Department of Genetics and Genomic Sciences, Icahn School of Medicine at Mount Sinai, New York, NY, 10029, USA.
Mount Sinai Center for Transformative Disease Modeling, Icahn School of Medicine at Mount Sinai, New York, NY, 10029, USA.
Mol Neurodegener. 2023 Jun 20;18(1):39. doi: 10.1186/s13024-023-00624-5.
Alzheimer's disease (AD) is a progressive and age-associated neurodegenerative disorder that affects women disproportionally. However, the underlying mechanisms are poorly characterized. Moreover, while the interplay between sex and ApoE genotype in AD has been investigated, multi-omics studies to understand this interaction are limited. Therefore, we applied systems biology approaches to investigate sex-specific molecular networks of AD.
We integrated large-scale human postmortem brain transcriptomic data of AD from two cohorts (MSBB and ROSMAP) via multiscale network analysis and identified key drivers with sexually dimorphic expression patterns and/or different responses to APOE genotypes between sexes. The expression patterns and functional relevance of the top sex-specific network driver of AD were further investigated using postmortem human brain samples and gene perturbation experiments in AD mouse models.

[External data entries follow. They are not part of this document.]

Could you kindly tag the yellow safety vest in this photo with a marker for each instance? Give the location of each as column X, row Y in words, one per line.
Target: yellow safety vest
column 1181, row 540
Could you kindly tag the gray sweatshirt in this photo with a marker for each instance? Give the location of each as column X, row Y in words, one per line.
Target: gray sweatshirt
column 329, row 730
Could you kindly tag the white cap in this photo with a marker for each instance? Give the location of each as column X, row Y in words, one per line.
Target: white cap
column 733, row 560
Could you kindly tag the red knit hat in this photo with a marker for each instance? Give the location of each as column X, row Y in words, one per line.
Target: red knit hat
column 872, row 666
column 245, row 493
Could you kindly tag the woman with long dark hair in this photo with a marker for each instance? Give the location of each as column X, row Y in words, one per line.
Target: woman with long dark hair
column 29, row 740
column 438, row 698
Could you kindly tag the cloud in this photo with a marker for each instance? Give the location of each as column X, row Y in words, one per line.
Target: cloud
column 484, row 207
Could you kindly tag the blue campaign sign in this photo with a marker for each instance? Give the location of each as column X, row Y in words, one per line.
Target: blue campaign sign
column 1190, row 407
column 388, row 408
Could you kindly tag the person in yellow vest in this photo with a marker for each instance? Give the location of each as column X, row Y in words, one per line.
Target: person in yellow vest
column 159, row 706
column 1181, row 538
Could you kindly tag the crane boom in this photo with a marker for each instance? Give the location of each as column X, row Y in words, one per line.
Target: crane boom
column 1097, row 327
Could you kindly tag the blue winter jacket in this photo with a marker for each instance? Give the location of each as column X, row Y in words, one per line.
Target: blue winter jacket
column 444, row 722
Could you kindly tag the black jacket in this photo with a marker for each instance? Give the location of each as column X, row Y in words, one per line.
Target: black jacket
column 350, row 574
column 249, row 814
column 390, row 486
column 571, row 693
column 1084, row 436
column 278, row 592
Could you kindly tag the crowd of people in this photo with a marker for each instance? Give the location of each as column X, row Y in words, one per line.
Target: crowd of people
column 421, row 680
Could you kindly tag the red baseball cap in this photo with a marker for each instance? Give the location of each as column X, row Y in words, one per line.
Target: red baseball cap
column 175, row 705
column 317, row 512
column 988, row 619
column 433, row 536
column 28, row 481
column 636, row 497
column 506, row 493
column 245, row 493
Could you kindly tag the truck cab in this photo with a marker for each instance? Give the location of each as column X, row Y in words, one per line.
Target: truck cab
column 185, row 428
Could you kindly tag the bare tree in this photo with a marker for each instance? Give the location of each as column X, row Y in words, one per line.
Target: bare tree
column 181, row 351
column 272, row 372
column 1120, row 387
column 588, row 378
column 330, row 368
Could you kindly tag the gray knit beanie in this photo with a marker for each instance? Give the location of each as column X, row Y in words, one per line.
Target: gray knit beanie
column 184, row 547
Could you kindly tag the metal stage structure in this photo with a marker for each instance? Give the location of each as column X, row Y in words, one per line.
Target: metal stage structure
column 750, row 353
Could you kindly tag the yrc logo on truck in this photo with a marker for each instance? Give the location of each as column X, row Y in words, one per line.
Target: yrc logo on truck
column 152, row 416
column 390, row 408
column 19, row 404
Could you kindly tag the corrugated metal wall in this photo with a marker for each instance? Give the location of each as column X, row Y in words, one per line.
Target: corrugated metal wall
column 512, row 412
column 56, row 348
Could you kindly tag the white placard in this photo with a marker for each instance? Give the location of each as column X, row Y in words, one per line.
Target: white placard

Gene expression changes in AD versus control were identified for each sex. Gene co-expression networks were constructed for each sex to identify AD-associated co-expressed gene modules shared by males and females or specific to each sex. Key network regulators were further identified as potential drivers of sex differences in AD development. LRP10 was identified as a top driver of the sex differences in AD pathogenesis and manifestation. Changes of LRP10 expression at the mRNA and protein levels were further validated in human AD brain samples. Gene perturbation experiments in EFAD mouse models demonstrated that LRP10 differentially affected cognitive function and AD pathology in sex- and APOE genotype-specific manners. A comprehensive mapping of brain cells in LRP10 over-expressed (OE) female E4FAD mice suggested neurons and microglia as the most affected cell populations. The female-specific targets of LRP10 identified from the single cell RNA-sequencing (scRNA-seq) data of the LRP10 OE E4FAD mouse brains were significantly enriched in the LRP10-centered subnetworks in female AD subjects, validating LRP10 as a key network regulator of AD in females. Eight LRP10 binding partners were identified by the yeast two-hybrid system screening, and LRP10 over-expression reduced the association of LRP10 with one binding partner CD34.
These findings provide insights into key mechanisms mediating sex differences in AD pathogenesis and will facilitate the development of sex- and APOE genotype-specific therapies for AD.
阿尔茨海默病(AD)是一种进行性和与年龄相关的神经退行性疾病,女性受其影响不成比例。然而,其潜在机制仍不清楚。此外,虽然已经研究了性别和 ApoE 基因型在 AD 中的相互作用,但用于了解这种相互作用的多组学研究有限。因此,我们应用系统生物学方法来研究 AD 的性别特异性分子网络。
我们通过多尺度网络分析整合了来自两个队列(MSBB 和 ROSMAP)的大规模人类死后大脑转录组数据,以确定具有性别二态表达模式和/或对性别之间 APOE 基因型有不同反应的关键驱动因素。使用死后人类大脑样本和 AD 小鼠模型中的基因扰动实验进一步研究 AD 中 top 性别特异性网络驱动因素的表达模式和功能相关性。
为每个性别确定了 AD 与对照相比的基因表达变化。为每个性别构建了基因共表达网络,以鉴定男性和女性之间共享或特定于每个性别的 AD 相关共表达基因模块。进一步确定关键网络调节剂作为 AD 发病机制和表现中性别差异的潜在驱动因素。LRP10 被确定为 AD 发病机制和表现中性别差异的顶级驱动因素。在人类 AD 大脑样本中进一步验证了 LRP10 在 mRNA 和蛋白质水平上的表达变化。EFAD 小鼠模型中的基因扰动实验表明,LRP10 以性别和 APOE 基因型特异性的方式对认知功能和 AD 病理产生不同的影响。LRP10 过表达(OE)E4FAD 雌性小鼠大脑中 LRP10 表达变化的综合图谱表明神经元和小胶质细胞是受影响最严重的细胞群体。从 LRP10 OE E4FAD 小鼠大脑的单细胞 RNA 测序(scRNA-seq)数据中鉴定的 LRP10 雌性特异性靶标在女性 AD 受试者的以 LRP10 为中心的子网络中显著富集,验证了 LRP10 作为女性 AD 的关键网络调节剂。通过酵母双杂交系统筛选鉴定了 8 个 LRP10 结合伴侣,LRP10 过表达减少了 LRP10 与一个结合伴侣 CD34 的结合。
这些发现为介导 AD 发病机制中性别差异的关键机制提供了深入了解,并将有助于为 AD 开发性别和 APOE 基因型特异性疗法。